Kita usahakan yg terbaik aja lah

Suka dengan mainan kaya dan datanya

Aku lebih suka lagi dengan kehadiran Abang di lapak ini...

nah, ini nih kalau udah berbuka puasa, udah mulai terang pikiran hahaha

Jangan karena puasa tak terang pikiran, jangan karena takut tak terang pikiran lantas tak berpuasa...

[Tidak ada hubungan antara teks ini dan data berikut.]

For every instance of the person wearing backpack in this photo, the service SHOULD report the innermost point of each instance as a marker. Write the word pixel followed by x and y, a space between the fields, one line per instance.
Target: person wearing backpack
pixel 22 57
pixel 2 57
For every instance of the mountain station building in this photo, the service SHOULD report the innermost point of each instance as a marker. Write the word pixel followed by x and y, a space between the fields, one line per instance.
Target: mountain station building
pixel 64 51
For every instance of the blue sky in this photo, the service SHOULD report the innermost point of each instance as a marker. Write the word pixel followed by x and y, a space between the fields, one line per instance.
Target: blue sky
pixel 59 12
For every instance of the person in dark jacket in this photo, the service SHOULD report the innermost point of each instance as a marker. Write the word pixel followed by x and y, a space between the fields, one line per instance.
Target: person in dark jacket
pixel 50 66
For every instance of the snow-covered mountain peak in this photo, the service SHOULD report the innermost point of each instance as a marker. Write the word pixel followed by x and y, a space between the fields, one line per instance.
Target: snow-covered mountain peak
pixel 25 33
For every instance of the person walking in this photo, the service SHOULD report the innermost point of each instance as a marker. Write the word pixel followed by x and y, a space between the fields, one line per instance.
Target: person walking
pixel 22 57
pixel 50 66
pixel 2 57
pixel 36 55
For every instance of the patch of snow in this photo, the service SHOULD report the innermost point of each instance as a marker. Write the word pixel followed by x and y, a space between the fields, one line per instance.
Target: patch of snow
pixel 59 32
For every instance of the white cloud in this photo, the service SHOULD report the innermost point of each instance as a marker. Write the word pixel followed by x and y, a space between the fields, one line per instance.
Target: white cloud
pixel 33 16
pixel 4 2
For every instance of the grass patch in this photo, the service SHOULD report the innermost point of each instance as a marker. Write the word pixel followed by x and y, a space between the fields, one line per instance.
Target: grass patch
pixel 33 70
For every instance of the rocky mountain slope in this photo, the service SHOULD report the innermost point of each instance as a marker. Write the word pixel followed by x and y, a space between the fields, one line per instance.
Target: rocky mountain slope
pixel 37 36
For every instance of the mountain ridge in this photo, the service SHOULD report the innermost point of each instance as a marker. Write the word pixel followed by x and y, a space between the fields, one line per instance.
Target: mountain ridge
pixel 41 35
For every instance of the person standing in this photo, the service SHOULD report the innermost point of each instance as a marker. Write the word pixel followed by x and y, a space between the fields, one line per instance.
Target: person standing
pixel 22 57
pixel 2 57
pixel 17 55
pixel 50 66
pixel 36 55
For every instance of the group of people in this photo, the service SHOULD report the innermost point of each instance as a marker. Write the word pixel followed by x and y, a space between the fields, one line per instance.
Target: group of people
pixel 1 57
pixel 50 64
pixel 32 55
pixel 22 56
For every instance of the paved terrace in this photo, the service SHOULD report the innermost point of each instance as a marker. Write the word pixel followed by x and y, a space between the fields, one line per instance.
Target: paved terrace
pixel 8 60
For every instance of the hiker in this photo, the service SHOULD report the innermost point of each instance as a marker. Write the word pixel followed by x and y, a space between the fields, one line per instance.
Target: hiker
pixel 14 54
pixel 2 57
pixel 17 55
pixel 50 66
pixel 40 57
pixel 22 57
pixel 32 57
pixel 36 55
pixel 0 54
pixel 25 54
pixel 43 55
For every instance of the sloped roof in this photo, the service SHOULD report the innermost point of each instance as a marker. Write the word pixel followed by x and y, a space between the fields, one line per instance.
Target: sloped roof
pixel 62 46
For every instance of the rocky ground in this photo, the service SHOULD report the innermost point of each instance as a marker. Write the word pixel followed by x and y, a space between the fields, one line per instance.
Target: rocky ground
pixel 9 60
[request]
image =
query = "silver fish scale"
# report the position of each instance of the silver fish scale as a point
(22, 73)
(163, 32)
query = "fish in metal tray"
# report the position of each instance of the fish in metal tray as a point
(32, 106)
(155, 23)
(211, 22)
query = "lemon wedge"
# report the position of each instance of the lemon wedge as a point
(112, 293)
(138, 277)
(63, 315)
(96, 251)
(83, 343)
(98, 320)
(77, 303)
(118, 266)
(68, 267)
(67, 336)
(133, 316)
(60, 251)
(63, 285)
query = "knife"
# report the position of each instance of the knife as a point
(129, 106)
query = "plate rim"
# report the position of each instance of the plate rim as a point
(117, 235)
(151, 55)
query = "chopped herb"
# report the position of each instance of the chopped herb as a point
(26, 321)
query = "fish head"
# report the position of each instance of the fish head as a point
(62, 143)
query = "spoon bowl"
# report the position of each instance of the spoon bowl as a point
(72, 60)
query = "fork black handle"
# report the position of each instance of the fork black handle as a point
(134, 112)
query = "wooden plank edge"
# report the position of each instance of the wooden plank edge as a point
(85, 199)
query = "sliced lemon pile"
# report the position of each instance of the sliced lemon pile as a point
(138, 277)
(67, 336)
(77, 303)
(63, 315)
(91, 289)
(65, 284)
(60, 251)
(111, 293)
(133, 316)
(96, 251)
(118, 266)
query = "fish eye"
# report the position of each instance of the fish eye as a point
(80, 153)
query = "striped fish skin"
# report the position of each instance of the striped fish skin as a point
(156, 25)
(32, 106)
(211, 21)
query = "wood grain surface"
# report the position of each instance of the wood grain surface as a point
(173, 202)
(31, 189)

itu dia, pikiran tak pernah berpuasa bang, bahkan dalam tidur ia tetap bekerja.

Sebenarnya si sipus tak tersiksa.. badannya makin kekar. Yang sayang batunya..diseret2 terus.. hahaa

Hahahahahaha...
Gagal fokus akibat terlalu banyak minum air kelapa.

ayat-ayat pikiran berjuntai bergelantungan pada dinding-dinding kehampaan. Ruang dimensi yang tak bersudut, sumpah serapah itupun semakin renyah dan yang paling disayangkan adalah orang-orang yang kerap kali tenggelam atas pola pikirnya sendiri...
Salut buat Bang Diyus...

Jangan salut, Bro... aku juga sedang tenggelam dalam alam pikir sendiri.
Hahahahahaha...

@resteemator is a new bot casting votes for its followers. Follow @resteemator and vote this comment to increase your chance to be voted in the future!

Ah, jarang ada yang punya gaya "dialog batin" yang seluas ini zaman sekarang.

Cuma koment, bukan curhatan, jangan jadikan tulisan "curhatan" ini ya.

Aku baru baca artikel keterkaitan "kehilangan hormat kepada guru serta keterkaitannya dengan bocoran soal ujian nasional yang kusandingkan dengan undang-undang perlindungan anaknya Safe-Children yang memudahkan guru untuk mencoba penjara" di halaman bg @riodejaksiuroe

Maaf bang telat ku kasih tau mengenai pembahasan kita yang lalu. Baru ku lihat postingan abang ni.

Benar seperti yang abang bilang kemarin bahwa ada juga Suku Singkil memiliki benda tersebut, dan namanya juga seperti yang abang bilang kemarin, ada nago nya. Setelah saya coba cari tahu tentang bensa tersebut ternyata namanya Si Nago Mekhante. Namun dibilang bapak tu sudah sangat jarang nampak keberadaannya, sama halnya seperti di Tamiang. Yakni gak banyak yang tahu, kata abang itu lagi setahunya cuma satu orang lagi yang tau membuat si nago mekhante tersebut. Katanya kalau saya mau jumpa akan dijumpakan. Mungkun itu saja jawabannya bang. Semoga memuaskan, dan tetap terjaga adat dan budaya kita dahulu, kembali lestari dijaman ini.

Wah... jangan minta maaf, Bang... itu bukan tugas, cuma permohonan dariku. Terimakasih atas informasi yang sungguh berharga ini. Aku bakal butuh bantuan lebih lanjut soal Si Nago Mekhante untuk bahan tulisan lanjutan. Maksudku untuk mencari keterkaitan budaya antara Singkil dengan Tamiang. Sebab, tradisi serupa tak kutemukan dalam masyarakat Melayu lain.